La casa de mi amiga Ana es como ella misma: exótica,
confortable, íntima y sensual. Ana era el objeto de deseo de muchos hombres y de
muchas mujeres, pero yo no la deseé nunca porque de algún modo la consideraba
inalcanzable, aunque ella a veces me pedía que la acariciara y mientras la
tocaba por casi todas partes me hablaba en tonos muy dulces, a media luz, en su
cama.
Parecía que yo lograba acariciar algunas esquinas de su alma
porque Ana, la exuberante, la reina de las fantasías de todas mis conocidas,
siempre tuvo tiempo para mí, siempre me escuchó y siempre me quiso, como a una
buena amiga. Más de una vez lloré en sus hombros, más de una vez bailé envuelta
en sus caderas. Para mí, su amistad y su piel eran un privilegio.
Ana tiene dos hijas muy lindas. Nunca conocí al padre, pero
sin duda se trató de una apropiada mezcla de genes: piel café con leche, pelo de
trigo y ojos claros. Diana, la mayor, parecía una princesa: bella, correcta y
distante; Delia, la menor, semejaba a una amazona: hermosa, revoltosa y cálida.
Yo siempre aprecié a Delia. La misma Ana decía que teníamos
muchas cosas en común. Lo único que nos separaba era la edad: Delia era una
adolescente de 13 años y, una adulta de 23. Aunque se hacía mujer ante mis ojos,
Delia era para mí una hermanita menor que me hacía sonreír, mientras ella
parecía estar a gusto conmigo. Sólo eso.
Hoy, al ir rumbo a mi casa, me detuve frente a la de Ana, un
hogar de muñecas con detalles de mil y un países y con una vereda ancha y larga.
Algo allí me decía "ven", "entra", "no te detengas".
Empuje el portón que da a la calle. Atravesé la vereda de
unos 30 pasos y encontré la entrada principal abierta de par en par y la sala
vacía, como esperándome. Llamé una, dos, tres veces.
Del fondo de la cocina contestó una voz dulce y querida.
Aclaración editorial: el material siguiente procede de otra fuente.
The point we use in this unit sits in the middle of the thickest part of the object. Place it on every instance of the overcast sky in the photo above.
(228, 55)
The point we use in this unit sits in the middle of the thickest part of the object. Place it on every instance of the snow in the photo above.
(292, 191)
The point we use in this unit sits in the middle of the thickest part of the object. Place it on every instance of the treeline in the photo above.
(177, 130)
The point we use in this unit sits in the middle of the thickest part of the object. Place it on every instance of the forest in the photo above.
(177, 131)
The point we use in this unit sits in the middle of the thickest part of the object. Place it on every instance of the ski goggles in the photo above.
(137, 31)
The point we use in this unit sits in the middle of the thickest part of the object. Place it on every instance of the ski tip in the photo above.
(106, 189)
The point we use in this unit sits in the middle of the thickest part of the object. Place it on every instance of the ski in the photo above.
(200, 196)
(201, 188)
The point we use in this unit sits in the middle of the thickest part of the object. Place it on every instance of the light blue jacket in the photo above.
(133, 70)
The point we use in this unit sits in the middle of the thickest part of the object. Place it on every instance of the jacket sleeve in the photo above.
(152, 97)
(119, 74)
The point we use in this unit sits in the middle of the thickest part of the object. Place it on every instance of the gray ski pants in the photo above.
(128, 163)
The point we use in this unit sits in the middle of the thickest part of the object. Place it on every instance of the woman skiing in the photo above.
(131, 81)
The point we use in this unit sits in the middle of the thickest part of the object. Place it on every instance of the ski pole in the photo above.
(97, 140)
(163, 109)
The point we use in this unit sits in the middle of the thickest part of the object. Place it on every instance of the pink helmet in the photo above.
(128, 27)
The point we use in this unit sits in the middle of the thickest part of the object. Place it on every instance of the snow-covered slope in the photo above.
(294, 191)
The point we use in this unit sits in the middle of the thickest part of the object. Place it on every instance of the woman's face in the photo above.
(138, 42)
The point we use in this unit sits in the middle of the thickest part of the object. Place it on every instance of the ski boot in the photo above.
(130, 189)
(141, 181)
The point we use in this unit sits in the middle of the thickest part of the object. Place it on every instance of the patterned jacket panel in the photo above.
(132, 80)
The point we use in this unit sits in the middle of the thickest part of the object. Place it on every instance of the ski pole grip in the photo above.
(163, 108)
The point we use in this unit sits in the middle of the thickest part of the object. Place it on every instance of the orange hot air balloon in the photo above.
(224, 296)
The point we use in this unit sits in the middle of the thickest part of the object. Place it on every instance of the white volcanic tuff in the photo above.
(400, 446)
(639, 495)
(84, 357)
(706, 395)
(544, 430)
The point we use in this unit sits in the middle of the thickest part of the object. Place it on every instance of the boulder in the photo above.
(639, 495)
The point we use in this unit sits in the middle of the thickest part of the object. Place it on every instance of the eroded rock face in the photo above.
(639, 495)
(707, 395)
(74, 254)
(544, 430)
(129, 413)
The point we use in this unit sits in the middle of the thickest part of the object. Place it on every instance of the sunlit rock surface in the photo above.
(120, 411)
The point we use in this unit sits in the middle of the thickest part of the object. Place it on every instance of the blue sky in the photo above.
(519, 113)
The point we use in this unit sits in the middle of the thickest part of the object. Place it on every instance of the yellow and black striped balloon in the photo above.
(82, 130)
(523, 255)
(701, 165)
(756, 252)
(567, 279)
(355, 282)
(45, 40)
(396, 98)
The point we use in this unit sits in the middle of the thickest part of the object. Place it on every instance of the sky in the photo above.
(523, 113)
Era
Ana que envuelta en una bata de casa se abalanzaba sobre mí, mientras me miraba
con inocultable cariño. Resumimos nuestras vidas en pocos minutos y me enseñó
fotos de los hijos de Diana. Y también un retrato de Delia, hecha una mujer, sin
matrimonio ni hijos, pero más hermosa que nunca. No pude contenerme. Le pedí a
Ana el número de celular de su hija y lo obtuve.
Ana nunca sabrá porqué decidí desaparecer de sus vidas,
porqué cesaron las llamadas, porqué las visitas se espaciaron cada vez más hasta
hacerse nulas.
Sucedió una tarde de nubes, flores, pájaros y viento fresco.
Pasé a saludar a Ana, pero no estaba. Mientras Diana estudiaba en su cuarto,
Delia y yo nos acostamos en una gran alfombra en el jardín. Ella cerró el
portón, de modo que nada se veía desde la calle. Hablamos de bellas tonterías,
de refrescantes sin sentidos, de las cosas baladíes que le pintan sonrisas a la
vida.
Y Delia comenzó a tocarme, y yo la dejé hacer creyendo que se
trataba de un juego. Y Delia comenzó a besarme, y yo la dejé hacer no sabiendo
de qué se trataba. Y Delia comenzó a decirme que me amaba, y yo ya no sabía qué
hacer ni qué decir ni qué pensar.
Hoy llamé a Delia a su celular. Le dije: "Te habla L.", sin
la esperanza de que se acordara de mi nombre, sin el secreto anhelo de que
reconociera mi voz. Pero fue como si la conversación interrumpida hubiera
recobrado su cauce. No hubo explicaciones, porque ella me reconoció desde el
principio. No hubo necesidad de muchas palabras para matar un silencio de 17
años.
"Ya tengo 30 años", recalcó una y otra vez, como diciéndome:
"Entiendo que yo era muy joven", "Entiendo que no podías traicionar a mi madre",
"Entiendo que tú no podías convertirte en mi amante".
Ana y Delia vendrán pronto a mi casa, quizá esta misma
semana. Yo ardo en deseos de ver en qué clase de mujer se convirtió la hija de
mi amiga. Su voz delata que se muere por saber qué fue de su primer amor.